Beta Features
Endless Mode is experimental and not included in the stable release. You must manually switch to the beta branch to try it. The efficiency projections below are based on theoretical modeling, not production measurements. Expect slower performance than standard mode and potential bugs.
Claude-Mem offers a beta channel for users who want to try experimental features before they’re released to the stable channel.
Version Channel Switching
You can switch between stable and beta versions directly from the web viewer UI at http://localhost:37777.
How to Access
- Open the Claude-Mem viewer at http://localhost:37777
- Click the Settings gear icon in the top-right
- Find the Version Channel section
- Click Try Beta (Endless Mode) to switch to beta, or Switch to Stable to return
What Happens When You Switch
When switching versions:
- Local changes are discarded - Any modifications in the plugin directory are reset
- Git fetch and checkout - The installed plugin switches to the target branch
- Dependencies reinstall -
npm install runs to ensure correct dependencies
- Worker restarts automatically - The background service restarts with the new version
Your memory data is always preserved. The database at ~/.claude-mem/claude-mem.db is not affected by version switching. All your observations, sessions, and summaries remain intact.
Version Indicators
The Version Channel section shows your current status:
- Stable (green badge) - You’re running the production release
- Beta (orange badge) - You’re running the beta with experimental features
You’ll also see the exact branch name (e.g., main for stable, beta/7.0 for beta).
Endless Mode (Beta)
The flagship experimental feature in beta is Endless Mode - a biomimetic memory architecture that dramatically extends how long Claude can maintain context in a session.

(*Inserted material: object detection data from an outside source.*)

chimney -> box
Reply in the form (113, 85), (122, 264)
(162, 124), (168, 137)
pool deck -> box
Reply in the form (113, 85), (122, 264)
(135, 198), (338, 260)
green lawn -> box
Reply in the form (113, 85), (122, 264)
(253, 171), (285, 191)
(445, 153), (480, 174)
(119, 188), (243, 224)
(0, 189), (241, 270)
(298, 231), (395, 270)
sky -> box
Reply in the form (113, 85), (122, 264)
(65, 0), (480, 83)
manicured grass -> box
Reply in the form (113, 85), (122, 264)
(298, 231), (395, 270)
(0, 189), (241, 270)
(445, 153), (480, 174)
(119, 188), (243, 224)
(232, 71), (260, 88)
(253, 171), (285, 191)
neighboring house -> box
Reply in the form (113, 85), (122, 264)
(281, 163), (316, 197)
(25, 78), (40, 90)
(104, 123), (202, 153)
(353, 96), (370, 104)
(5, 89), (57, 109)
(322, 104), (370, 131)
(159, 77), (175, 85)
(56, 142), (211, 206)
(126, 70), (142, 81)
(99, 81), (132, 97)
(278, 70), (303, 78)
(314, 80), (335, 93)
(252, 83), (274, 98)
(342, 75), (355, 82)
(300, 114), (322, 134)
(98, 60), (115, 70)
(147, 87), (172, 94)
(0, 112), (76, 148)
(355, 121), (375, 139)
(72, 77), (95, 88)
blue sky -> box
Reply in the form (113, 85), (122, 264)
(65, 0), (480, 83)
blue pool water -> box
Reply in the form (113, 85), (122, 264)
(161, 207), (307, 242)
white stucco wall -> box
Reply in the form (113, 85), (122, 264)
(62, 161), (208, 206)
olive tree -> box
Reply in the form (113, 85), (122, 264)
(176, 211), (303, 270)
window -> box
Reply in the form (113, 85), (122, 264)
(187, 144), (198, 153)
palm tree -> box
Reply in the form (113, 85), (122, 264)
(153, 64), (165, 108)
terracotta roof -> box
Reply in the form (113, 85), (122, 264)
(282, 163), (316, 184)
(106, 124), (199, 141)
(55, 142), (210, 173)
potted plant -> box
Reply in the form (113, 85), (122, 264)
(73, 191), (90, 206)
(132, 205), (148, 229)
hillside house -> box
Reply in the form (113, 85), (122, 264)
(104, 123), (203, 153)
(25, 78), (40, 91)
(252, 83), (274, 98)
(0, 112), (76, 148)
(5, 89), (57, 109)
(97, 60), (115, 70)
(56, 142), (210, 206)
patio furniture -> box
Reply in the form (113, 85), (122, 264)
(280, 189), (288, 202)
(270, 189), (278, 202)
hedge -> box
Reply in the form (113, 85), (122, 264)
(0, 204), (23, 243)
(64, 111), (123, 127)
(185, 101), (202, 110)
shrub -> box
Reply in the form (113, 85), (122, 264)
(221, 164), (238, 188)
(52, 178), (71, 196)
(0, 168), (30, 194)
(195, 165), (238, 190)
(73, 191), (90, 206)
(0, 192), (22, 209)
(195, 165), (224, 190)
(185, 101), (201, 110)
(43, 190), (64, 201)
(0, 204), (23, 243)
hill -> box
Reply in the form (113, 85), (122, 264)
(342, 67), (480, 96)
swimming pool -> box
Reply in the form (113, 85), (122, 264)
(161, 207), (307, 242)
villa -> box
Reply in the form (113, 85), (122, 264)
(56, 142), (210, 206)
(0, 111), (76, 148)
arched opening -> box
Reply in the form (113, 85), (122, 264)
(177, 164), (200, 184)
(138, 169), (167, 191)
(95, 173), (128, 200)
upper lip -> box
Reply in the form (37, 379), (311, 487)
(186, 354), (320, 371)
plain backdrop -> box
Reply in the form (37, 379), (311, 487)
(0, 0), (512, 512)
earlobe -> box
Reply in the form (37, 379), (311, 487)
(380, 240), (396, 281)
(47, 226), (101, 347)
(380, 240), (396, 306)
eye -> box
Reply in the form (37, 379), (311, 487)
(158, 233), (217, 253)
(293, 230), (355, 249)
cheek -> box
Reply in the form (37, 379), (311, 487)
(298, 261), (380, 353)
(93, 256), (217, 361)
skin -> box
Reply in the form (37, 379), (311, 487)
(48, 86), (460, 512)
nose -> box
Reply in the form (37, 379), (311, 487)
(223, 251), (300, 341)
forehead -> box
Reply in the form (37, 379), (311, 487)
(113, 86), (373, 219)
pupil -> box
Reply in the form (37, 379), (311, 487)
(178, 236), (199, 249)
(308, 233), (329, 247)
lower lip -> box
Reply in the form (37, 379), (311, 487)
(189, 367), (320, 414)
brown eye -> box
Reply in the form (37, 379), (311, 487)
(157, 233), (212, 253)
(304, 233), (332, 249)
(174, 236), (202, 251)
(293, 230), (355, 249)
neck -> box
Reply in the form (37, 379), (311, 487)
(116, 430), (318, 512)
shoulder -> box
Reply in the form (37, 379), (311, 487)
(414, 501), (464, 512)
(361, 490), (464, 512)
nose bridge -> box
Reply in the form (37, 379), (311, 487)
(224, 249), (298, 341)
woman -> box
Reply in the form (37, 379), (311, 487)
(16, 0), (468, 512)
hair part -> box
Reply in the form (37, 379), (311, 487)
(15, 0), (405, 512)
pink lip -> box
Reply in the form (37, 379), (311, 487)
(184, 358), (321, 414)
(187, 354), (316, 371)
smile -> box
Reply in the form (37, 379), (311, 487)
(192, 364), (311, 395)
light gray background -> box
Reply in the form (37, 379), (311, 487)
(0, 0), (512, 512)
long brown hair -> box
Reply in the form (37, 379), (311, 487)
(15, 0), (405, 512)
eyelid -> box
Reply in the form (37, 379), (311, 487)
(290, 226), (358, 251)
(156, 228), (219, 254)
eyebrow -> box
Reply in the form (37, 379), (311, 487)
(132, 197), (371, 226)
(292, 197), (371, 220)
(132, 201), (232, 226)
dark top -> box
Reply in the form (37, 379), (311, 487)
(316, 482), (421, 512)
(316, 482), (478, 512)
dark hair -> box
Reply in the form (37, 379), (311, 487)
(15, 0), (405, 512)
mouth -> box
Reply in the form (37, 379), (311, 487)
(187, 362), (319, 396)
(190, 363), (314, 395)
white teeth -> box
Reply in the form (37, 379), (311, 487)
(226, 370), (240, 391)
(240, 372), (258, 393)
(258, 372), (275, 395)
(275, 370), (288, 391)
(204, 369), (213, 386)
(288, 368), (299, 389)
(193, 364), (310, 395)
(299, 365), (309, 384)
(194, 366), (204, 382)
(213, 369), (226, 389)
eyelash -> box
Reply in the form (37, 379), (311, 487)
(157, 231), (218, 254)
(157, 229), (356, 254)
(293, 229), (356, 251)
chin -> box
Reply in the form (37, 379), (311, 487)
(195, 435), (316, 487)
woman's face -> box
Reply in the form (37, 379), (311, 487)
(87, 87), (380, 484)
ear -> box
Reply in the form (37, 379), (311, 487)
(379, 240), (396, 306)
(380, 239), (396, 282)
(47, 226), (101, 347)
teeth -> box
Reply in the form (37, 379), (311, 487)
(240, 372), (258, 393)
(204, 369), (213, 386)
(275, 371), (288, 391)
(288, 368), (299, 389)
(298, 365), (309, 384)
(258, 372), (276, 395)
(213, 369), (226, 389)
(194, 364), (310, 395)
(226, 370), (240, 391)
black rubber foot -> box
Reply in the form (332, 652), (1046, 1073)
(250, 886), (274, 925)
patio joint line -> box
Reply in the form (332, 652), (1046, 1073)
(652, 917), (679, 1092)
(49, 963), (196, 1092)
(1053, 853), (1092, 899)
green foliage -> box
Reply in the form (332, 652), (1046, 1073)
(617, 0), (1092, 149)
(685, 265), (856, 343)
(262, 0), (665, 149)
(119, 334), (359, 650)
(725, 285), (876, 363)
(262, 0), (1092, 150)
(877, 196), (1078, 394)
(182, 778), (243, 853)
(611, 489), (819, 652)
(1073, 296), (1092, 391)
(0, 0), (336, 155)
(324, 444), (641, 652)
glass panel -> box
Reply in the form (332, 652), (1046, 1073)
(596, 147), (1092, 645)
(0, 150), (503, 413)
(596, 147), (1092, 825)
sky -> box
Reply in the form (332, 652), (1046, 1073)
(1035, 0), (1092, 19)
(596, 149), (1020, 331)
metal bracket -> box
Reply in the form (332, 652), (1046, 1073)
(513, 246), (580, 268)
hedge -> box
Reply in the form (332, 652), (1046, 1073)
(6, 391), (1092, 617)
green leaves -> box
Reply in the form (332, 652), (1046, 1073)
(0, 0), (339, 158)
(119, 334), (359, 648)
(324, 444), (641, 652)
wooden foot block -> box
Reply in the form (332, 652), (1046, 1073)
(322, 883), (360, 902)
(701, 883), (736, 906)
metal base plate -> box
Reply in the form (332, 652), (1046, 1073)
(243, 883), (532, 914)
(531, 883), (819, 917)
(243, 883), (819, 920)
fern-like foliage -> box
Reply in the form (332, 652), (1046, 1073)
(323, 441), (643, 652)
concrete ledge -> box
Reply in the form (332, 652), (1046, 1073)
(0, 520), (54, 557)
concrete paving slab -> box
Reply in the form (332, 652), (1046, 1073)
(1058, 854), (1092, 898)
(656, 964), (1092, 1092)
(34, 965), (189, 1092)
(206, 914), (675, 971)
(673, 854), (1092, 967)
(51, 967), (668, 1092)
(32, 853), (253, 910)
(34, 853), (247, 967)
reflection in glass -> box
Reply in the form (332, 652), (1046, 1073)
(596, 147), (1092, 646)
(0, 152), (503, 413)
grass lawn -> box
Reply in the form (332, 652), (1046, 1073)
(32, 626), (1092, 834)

The Problem Endless Mode Solves
In standard Claude Code sessions:
- Tool outputs (file reads, bash output, search results) accumulate in the context window
- Each tool can add 1-10k+ tokens to the context
- After ~50 tool uses, the context window fills up (~200k tokens)
- You’re forced to start a new session, losing conversational continuity
Worse, Claude re-synthesizes all previous tool outputs on every response. This is O(N²) complexity - quadratically growing both in tokens and compute.
How Endless Mode Works
Endless Mode applies a biomimetic memory architecture inspired by how human memory works:
Two-Tier Memory System:
Working Memory (Context Window):
→ Compressed observations only (~500 tokens each)
→ Fast, efficient, manageable
Archive Memory (Transcript File):
→ Full tool outputs preserved on disk
→ Perfect recall, searchable
The Key Innovation: After each tool use, Endless Mode:
- Waits for the worker to generate a compressed observation (blocking)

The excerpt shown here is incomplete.